Io sono tu, la recensione
Il classico viaggio di una coppia disfunzionale copre la sua non originalità con un espediente di modernità, il furto d'identità, ma inevitabilmente finisce nel buonismo poco divertente...
Costruito e promosso per cavalcare una delle molte "novità" della modernità, il furto d'identità, reato e quindi termine di moda, paravento d'originalità dietro il quale costruire una trama estremamente canonica da road movie di coppia, che mette insieme i consueti opposti: preciso e portatore di caos, Io sono tu mette Jason Bateman a confronto con Melissa McCarthy, per esaltare il talento comico della seconda senza sfruttare le capacità del primo, relegato a mera spalla.

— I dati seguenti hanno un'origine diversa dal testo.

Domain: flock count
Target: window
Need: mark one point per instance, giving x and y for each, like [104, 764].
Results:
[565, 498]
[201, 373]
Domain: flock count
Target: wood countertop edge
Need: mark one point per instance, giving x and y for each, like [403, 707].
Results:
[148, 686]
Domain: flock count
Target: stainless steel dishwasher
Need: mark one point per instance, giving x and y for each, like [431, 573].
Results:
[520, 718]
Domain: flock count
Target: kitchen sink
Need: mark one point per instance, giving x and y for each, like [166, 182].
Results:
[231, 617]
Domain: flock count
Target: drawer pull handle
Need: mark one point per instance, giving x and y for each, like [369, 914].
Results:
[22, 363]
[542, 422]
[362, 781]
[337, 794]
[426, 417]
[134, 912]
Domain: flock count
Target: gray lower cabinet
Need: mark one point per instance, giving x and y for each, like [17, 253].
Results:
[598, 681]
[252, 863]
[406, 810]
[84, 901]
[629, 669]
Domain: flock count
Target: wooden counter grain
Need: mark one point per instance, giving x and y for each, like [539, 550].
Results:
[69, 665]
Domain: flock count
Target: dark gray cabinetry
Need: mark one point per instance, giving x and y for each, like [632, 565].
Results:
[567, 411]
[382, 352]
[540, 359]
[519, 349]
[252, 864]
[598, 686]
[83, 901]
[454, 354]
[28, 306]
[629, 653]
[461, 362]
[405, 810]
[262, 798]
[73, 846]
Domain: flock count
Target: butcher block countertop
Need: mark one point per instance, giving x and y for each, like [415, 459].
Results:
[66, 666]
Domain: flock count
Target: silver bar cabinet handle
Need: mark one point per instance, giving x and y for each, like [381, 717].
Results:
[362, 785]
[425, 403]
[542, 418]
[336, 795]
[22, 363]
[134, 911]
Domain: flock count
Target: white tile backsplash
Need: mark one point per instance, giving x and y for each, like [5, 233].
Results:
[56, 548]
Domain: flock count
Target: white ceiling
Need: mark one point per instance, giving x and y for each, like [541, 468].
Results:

Continua insomma la lenta china discendente di Seth Gordon, regista esploso con lo straordinario documentario King of Kong, poi acquistato dal cinema di Hollywood più becero con Tutti insieme inevitabilmente (commedia sul Natale molto più originale di quel che sembri con più di un livello di lettura e non poche arguzie), passato per la tv con la guest direction di diverse serie comiche e poi di nuovo al cinema con il suo maggiore successo, Come ammazzare il capo... e vivere felici (comunque non a livello di Tutti insieme inevitabilmente), è ora disceso al film-veicolo, ovvero quelle pellicole pensate intorno a un attore e al suo tipo di comicità per sfruttarne il successo momentaneo.
Sceneggiato da uno degli autori di Scary Movie, Io sono tu non rimesta nello squallido come la saga che parodia l'horror ma ne ha tutta la superficiale innocenza. Se la McCarthy con i suoi lineamenti fuori dal comune doveva incarnare il devastante, il diverso, l'eccessivo e l'anarchico (almeno questo sembrava fare in Le amiche della sposa e questo sulla carta sembra il suo personaggio in Io sono tu) l'obiettivo è totalmente fallito. La sua ladra d'identità senza nome è una fuggiasca tra le più innocenti e una casinista tra le meno sofisticate. Se invece non doveva essere così è ancora più triste.